Design considerations and trade-offs

The logging module supports auditability and debugging ability, as well as some security requirements. We can use logging as a simple way to keep records of the processing steps. By selectively enabling and disabling logging, we can support developers who are trying to learn what the code is really doing when processing real-world data.

The warnings module supports the debugging ability as well as maintainability features. We can use warnings to alert developers about API problems, configuration problems, and other potential sources of bugs.

When working with the logging module, we'll often be creating large numbers of distinct loggers that feed a few handlers. We can use the hierarchical nature of Logger names to introduce new or specialized collections of logging messages. There's no reason why a class can't have two loggers: one for audit and one for more general-purpose debugging.

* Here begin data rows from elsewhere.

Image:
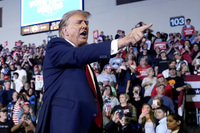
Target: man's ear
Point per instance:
(65, 31)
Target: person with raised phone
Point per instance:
(72, 101)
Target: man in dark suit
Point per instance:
(70, 104)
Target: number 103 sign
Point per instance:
(177, 21)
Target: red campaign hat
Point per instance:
(160, 75)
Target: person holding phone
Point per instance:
(146, 120)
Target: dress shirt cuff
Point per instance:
(114, 47)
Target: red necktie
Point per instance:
(98, 119)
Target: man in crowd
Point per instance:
(106, 74)
(161, 115)
(5, 124)
(166, 100)
(71, 98)
(177, 84)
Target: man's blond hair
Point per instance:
(67, 15)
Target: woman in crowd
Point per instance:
(168, 88)
(186, 53)
(31, 98)
(141, 69)
(127, 109)
(25, 126)
(175, 123)
(149, 82)
(123, 77)
(146, 120)
(109, 101)
(136, 99)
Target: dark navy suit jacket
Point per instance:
(69, 105)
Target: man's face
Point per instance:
(4, 115)
(160, 114)
(76, 30)
(160, 89)
(108, 70)
(172, 72)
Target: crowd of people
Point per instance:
(141, 85)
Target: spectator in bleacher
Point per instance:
(162, 63)
(36, 71)
(145, 53)
(116, 61)
(117, 36)
(195, 56)
(166, 72)
(2, 78)
(188, 25)
(184, 70)
(177, 84)
(196, 40)
(106, 81)
(130, 59)
(123, 77)
(11, 104)
(155, 56)
(146, 120)
(195, 50)
(29, 72)
(166, 100)
(186, 53)
(4, 68)
(9, 59)
(179, 59)
(109, 101)
(5, 123)
(175, 123)
(168, 89)
(103, 36)
(141, 69)
(26, 108)
(129, 111)
(26, 61)
(7, 94)
(158, 37)
(161, 115)
(11, 70)
(17, 108)
(149, 82)
(136, 99)
(170, 40)
(22, 73)
(18, 85)
(26, 125)
(118, 124)
(107, 74)
(1, 97)
(178, 42)
(133, 50)
(30, 96)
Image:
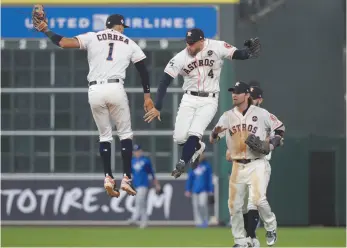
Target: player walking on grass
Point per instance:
(200, 64)
(246, 128)
(109, 54)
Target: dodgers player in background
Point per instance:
(199, 187)
(109, 54)
(250, 170)
(200, 64)
(141, 168)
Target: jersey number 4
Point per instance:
(110, 51)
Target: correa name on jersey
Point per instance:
(195, 64)
(237, 128)
(108, 36)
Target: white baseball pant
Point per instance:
(110, 106)
(254, 177)
(200, 208)
(248, 203)
(194, 115)
(141, 206)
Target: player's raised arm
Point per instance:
(138, 58)
(277, 127)
(219, 131)
(40, 24)
(251, 50)
(171, 71)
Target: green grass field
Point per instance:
(161, 237)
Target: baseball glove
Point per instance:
(258, 145)
(39, 18)
(211, 199)
(254, 46)
(159, 191)
(148, 104)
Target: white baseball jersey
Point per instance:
(202, 72)
(109, 53)
(257, 121)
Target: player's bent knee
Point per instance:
(105, 139)
(126, 135)
(199, 135)
(180, 139)
(259, 201)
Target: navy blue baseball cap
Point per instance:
(194, 35)
(239, 88)
(115, 19)
(136, 148)
(256, 92)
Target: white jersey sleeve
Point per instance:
(272, 122)
(85, 39)
(175, 65)
(226, 50)
(224, 123)
(137, 54)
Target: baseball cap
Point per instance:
(256, 92)
(136, 147)
(115, 19)
(194, 35)
(239, 88)
(254, 83)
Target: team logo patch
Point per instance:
(273, 118)
(230, 132)
(227, 45)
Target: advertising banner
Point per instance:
(145, 22)
(77, 201)
(12, 2)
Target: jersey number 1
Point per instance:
(110, 51)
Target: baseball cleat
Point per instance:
(110, 187)
(271, 238)
(127, 186)
(180, 168)
(256, 243)
(196, 156)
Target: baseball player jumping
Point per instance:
(246, 128)
(109, 54)
(200, 64)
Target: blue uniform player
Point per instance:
(141, 168)
(199, 186)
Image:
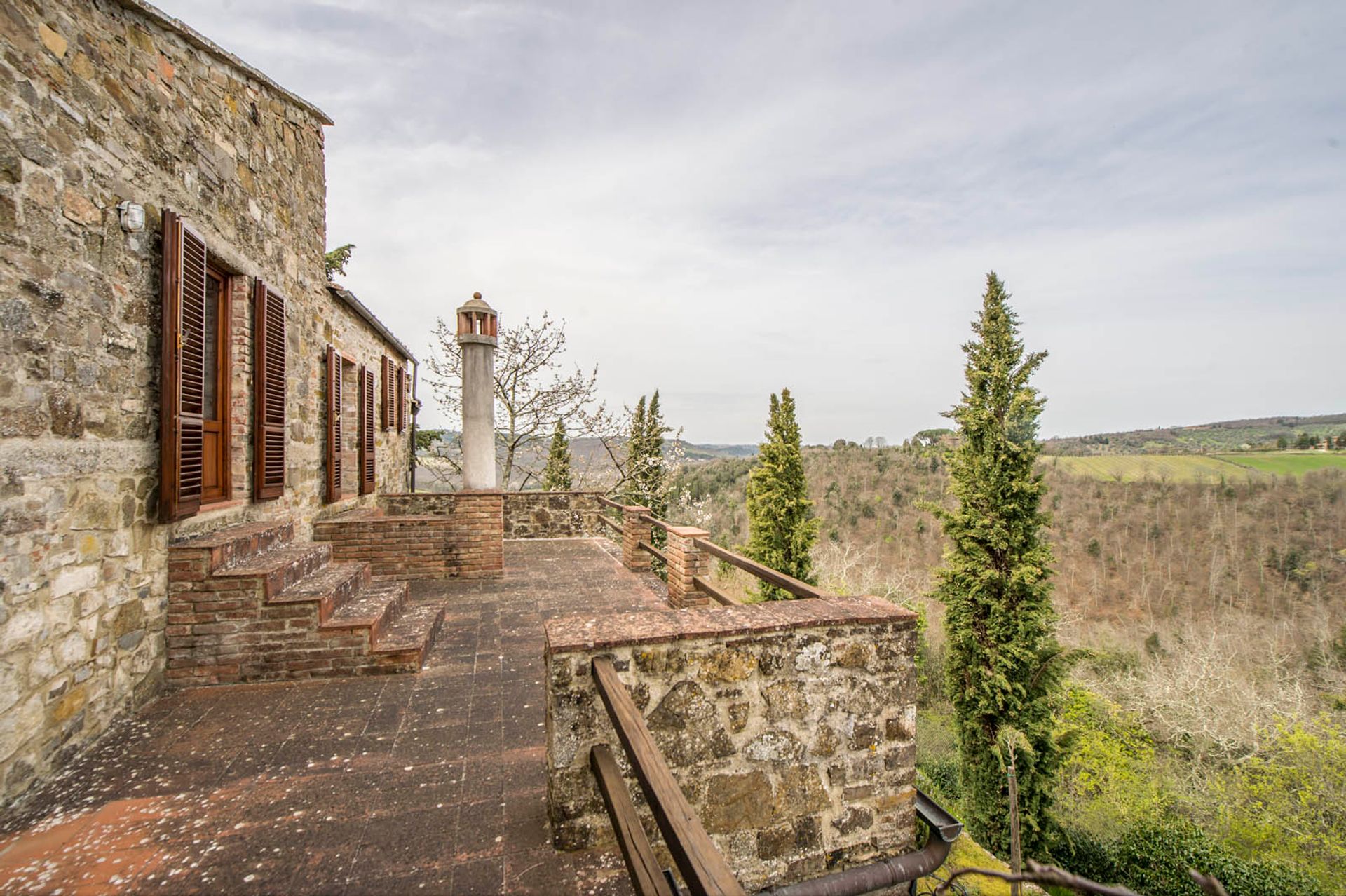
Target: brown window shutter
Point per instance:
(182, 377)
(389, 393)
(269, 393)
(402, 398)
(333, 424)
(367, 431)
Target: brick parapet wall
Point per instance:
(686, 564)
(791, 727)
(633, 533)
(442, 536)
(552, 514)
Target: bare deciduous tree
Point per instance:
(533, 391)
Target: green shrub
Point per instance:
(1082, 853)
(1110, 777)
(944, 774)
(1291, 796)
(1154, 857)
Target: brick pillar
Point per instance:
(686, 563)
(634, 531)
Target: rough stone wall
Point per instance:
(421, 536)
(789, 727)
(101, 101)
(551, 514)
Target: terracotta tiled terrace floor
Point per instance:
(427, 783)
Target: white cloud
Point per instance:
(730, 198)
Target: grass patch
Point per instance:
(1154, 467)
(1289, 463)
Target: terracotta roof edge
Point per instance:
(202, 42)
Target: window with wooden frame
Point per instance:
(194, 444)
(268, 392)
(389, 381)
(402, 398)
(367, 431)
(334, 430)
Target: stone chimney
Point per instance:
(477, 335)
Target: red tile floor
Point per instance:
(426, 783)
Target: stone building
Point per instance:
(165, 374)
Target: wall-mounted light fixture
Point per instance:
(132, 217)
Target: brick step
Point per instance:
(279, 568)
(236, 544)
(412, 630)
(373, 609)
(332, 585)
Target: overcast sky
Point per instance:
(726, 198)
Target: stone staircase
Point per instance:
(248, 603)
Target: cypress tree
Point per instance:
(781, 524)
(645, 458)
(636, 455)
(1003, 669)
(556, 477)
(653, 443)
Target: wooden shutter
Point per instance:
(402, 398)
(269, 393)
(389, 393)
(334, 443)
(367, 431)
(182, 377)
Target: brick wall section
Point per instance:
(443, 536)
(222, 630)
(791, 727)
(551, 514)
(633, 533)
(686, 564)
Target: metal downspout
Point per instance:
(899, 869)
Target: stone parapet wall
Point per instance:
(421, 536)
(791, 727)
(552, 514)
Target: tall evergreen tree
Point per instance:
(781, 522)
(656, 493)
(645, 471)
(556, 477)
(636, 455)
(1003, 661)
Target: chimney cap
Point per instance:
(477, 303)
(477, 322)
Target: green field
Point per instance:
(1289, 462)
(1197, 467)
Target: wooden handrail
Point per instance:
(644, 869)
(765, 573)
(702, 865)
(768, 575)
(655, 521)
(714, 594)
(651, 549)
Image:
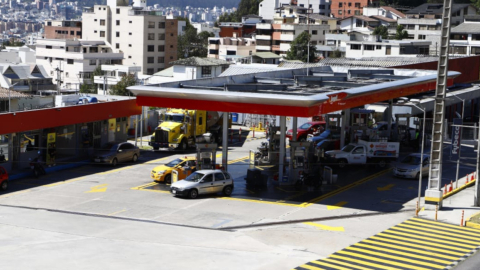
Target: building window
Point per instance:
(355, 47)
(206, 72)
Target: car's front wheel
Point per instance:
(193, 194)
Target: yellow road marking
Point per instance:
(405, 266)
(436, 236)
(421, 242)
(346, 264)
(429, 238)
(444, 224)
(403, 253)
(325, 227)
(118, 212)
(455, 232)
(364, 262)
(330, 265)
(385, 188)
(337, 205)
(99, 188)
(413, 250)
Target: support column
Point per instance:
(281, 157)
(294, 138)
(225, 141)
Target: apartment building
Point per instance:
(73, 61)
(343, 9)
(63, 29)
(146, 38)
(230, 48)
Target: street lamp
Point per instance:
(421, 151)
(9, 98)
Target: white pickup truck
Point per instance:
(363, 152)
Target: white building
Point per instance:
(73, 61)
(146, 38)
(386, 48)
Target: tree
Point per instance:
(120, 89)
(401, 34)
(381, 31)
(299, 50)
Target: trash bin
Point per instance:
(235, 117)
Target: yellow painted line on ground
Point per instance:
(421, 250)
(402, 253)
(375, 259)
(364, 262)
(99, 188)
(337, 205)
(444, 224)
(430, 239)
(431, 227)
(388, 236)
(398, 258)
(455, 238)
(325, 227)
(340, 190)
(118, 212)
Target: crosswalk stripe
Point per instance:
(428, 238)
(455, 234)
(346, 264)
(437, 236)
(423, 242)
(330, 265)
(411, 249)
(375, 259)
(385, 267)
(476, 234)
(446, 225)
(403, 253)
(398, 258)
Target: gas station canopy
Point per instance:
(290, 92)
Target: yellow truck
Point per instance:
(181, 129)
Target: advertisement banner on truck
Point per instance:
(456, 138)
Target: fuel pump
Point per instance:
(299, 159)
(206, 156)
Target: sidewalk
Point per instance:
(458, 203)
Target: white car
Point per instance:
(203, 182)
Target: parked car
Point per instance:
(114, 152)
(3, 179)
(184, 167)
(305, 129)
(327, 134)
(409, 167)
(203, 182)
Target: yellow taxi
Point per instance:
(184, 166)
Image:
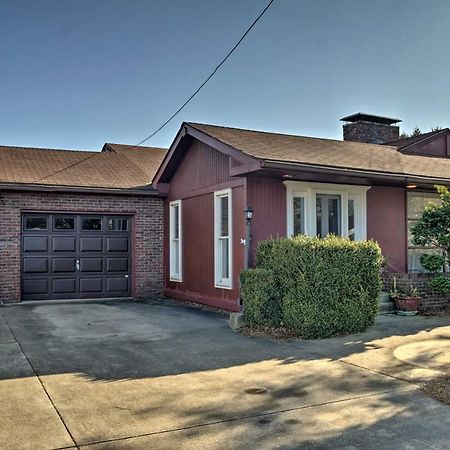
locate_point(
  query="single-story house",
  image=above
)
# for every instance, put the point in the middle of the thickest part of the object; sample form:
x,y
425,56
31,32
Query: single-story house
x,y
93,224
77,224
370,185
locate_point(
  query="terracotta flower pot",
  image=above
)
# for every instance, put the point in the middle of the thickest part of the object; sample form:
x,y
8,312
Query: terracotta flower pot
x,y
407,306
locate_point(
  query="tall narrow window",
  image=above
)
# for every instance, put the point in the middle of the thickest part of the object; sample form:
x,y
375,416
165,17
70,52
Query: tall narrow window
x,y
175,240
223,243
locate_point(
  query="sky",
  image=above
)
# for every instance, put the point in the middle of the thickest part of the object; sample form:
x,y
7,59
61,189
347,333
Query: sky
x,y
77,74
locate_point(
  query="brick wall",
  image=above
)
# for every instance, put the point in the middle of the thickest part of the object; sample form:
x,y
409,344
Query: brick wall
x,y
148,231
430,301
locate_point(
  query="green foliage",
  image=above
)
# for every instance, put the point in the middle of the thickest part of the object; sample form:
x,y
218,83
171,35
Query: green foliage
x,y
433,228
440,285
257,289
432,262
323,287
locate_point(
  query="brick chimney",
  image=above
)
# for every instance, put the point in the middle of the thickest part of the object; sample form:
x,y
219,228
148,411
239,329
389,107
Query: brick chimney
x,y
371,129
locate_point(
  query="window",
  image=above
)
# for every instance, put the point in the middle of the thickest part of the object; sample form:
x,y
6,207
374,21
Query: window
x,y
175,240
91,224
416,203
64,223
222,237
117,224
319,209
33,223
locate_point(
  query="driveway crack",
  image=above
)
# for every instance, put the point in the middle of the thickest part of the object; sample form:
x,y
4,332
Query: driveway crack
x,y
40,381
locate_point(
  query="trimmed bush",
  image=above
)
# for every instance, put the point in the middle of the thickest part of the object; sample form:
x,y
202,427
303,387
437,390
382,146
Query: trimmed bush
x,y
323,287
261,307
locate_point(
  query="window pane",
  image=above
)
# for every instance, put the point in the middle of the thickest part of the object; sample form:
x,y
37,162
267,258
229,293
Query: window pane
x,y
91,224
117,224
223,216
225,273
64,223
299,215
176,221
319,216
333,216
351,220
36,223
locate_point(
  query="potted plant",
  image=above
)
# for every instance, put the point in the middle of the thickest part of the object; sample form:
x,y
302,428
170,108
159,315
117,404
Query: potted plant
x,y
407,302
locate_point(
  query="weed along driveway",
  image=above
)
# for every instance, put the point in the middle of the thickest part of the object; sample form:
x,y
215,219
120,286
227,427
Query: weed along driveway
x,y
162,374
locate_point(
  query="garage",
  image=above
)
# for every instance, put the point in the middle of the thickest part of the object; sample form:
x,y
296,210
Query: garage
x,y
78,224
75,256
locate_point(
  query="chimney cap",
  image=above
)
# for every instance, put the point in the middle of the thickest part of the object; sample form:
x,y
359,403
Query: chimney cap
x,y
364,117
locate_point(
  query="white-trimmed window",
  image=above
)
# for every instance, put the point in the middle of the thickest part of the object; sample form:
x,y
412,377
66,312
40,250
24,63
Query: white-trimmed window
x,y
223,258
319,209
175,240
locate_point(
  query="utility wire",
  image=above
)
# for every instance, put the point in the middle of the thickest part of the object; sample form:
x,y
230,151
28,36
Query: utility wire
x,y
187,101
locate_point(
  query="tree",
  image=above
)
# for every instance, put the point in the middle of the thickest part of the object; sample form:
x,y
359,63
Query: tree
x,y
433,228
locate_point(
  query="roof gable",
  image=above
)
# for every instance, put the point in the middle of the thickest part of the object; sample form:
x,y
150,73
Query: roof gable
x,y
341,156
115,167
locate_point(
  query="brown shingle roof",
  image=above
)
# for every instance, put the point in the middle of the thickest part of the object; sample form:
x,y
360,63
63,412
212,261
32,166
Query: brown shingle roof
x,y
118,167
327,152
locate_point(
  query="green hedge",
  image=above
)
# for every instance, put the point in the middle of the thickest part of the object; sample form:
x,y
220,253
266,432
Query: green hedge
x,y
314,287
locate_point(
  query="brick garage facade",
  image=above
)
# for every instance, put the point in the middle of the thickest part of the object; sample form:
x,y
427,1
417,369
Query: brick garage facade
x,y
147,233
429,301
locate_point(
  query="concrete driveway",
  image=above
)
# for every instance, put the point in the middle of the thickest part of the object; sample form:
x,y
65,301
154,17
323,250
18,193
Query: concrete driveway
x,y
157,375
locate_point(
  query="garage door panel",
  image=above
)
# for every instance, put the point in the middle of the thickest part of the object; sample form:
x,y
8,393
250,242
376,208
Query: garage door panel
x,y
35,265
63,265
91,264
91,285
63,259
119,244
35,244
117,264
117,285
35,286
63,285
91,244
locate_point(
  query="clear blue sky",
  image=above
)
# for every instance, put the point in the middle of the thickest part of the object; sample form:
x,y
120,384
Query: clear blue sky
x,y
76,74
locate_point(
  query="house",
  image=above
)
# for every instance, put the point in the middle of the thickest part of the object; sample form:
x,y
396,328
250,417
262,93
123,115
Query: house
x,y
80,224
370,185
94,225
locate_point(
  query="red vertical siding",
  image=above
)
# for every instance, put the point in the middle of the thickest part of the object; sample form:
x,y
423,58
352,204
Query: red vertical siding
x,y
203,168
267,197
386,224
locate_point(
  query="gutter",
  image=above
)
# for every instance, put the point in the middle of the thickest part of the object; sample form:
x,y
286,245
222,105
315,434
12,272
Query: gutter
x,y
77,189
352,172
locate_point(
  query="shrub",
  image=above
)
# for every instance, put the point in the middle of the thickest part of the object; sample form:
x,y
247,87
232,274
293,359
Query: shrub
x,y
323,287
440,285
432,262
261,307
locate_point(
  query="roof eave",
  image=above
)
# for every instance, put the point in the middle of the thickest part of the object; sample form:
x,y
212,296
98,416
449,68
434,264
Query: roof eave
x,y
148,192
375,175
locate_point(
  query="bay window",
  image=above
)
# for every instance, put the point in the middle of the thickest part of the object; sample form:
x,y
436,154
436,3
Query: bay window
x,y
319,209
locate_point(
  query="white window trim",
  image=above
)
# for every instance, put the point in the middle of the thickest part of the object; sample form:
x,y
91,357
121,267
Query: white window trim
x,y
309,191
178,277
219,282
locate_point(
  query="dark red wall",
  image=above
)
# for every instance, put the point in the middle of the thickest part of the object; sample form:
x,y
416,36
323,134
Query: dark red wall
x,y
203,171
267,197
386,224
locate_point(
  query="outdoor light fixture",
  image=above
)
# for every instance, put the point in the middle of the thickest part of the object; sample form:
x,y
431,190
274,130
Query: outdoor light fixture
x,y
248,213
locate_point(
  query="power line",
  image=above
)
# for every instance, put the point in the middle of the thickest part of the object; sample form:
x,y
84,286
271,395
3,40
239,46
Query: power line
x,y
186,102
209,76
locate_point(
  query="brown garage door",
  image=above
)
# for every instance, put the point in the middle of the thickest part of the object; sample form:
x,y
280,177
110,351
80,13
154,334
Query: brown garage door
x,y
75,256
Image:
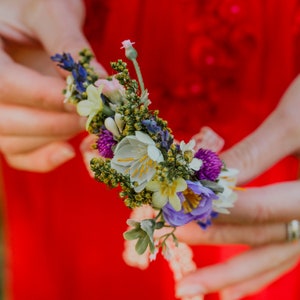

We can introduce new logging level numbers, but this should be done reluctantly. Levels tend to conflate developer focus (debug, info, and warning) with user focus (info, error, and fatal). There's a kind of spectrum of optionality from debug messages that is not required for fatal error messages, which should never be silenced. We might add a level for verbose information or possibly detailed debugging, but that's about all that should be done with levels.

The logging module allows us to provide a number of configuration files for different purposes. As developers, we may use a configuration file that sets the logging levels to DEBUG and enables specific loggers for modules under development. For final deployment, we can provide a configuration file that sets the logging levels to INFO and provides different handlers to support more formal audit or security review needs.

We'll include some thoughts from The Zen of Python (https://www.python.org/dev/peps/pep-0020/):

"Errors should never pass silently.
Unless explicitly silenced."

The warnings and logging modules directly support this idea.

These modules are oriented more toward overall quality than toward the specific solution of a problem. They allow us to provide consistency via fairly simple programming. As our object-oriented designs become larger and more complex, we can focus more on the problem being solved without wasting time on the infrastructure considerations. Further, these modules allow us to tailor the output to provide information needed by the developer or user.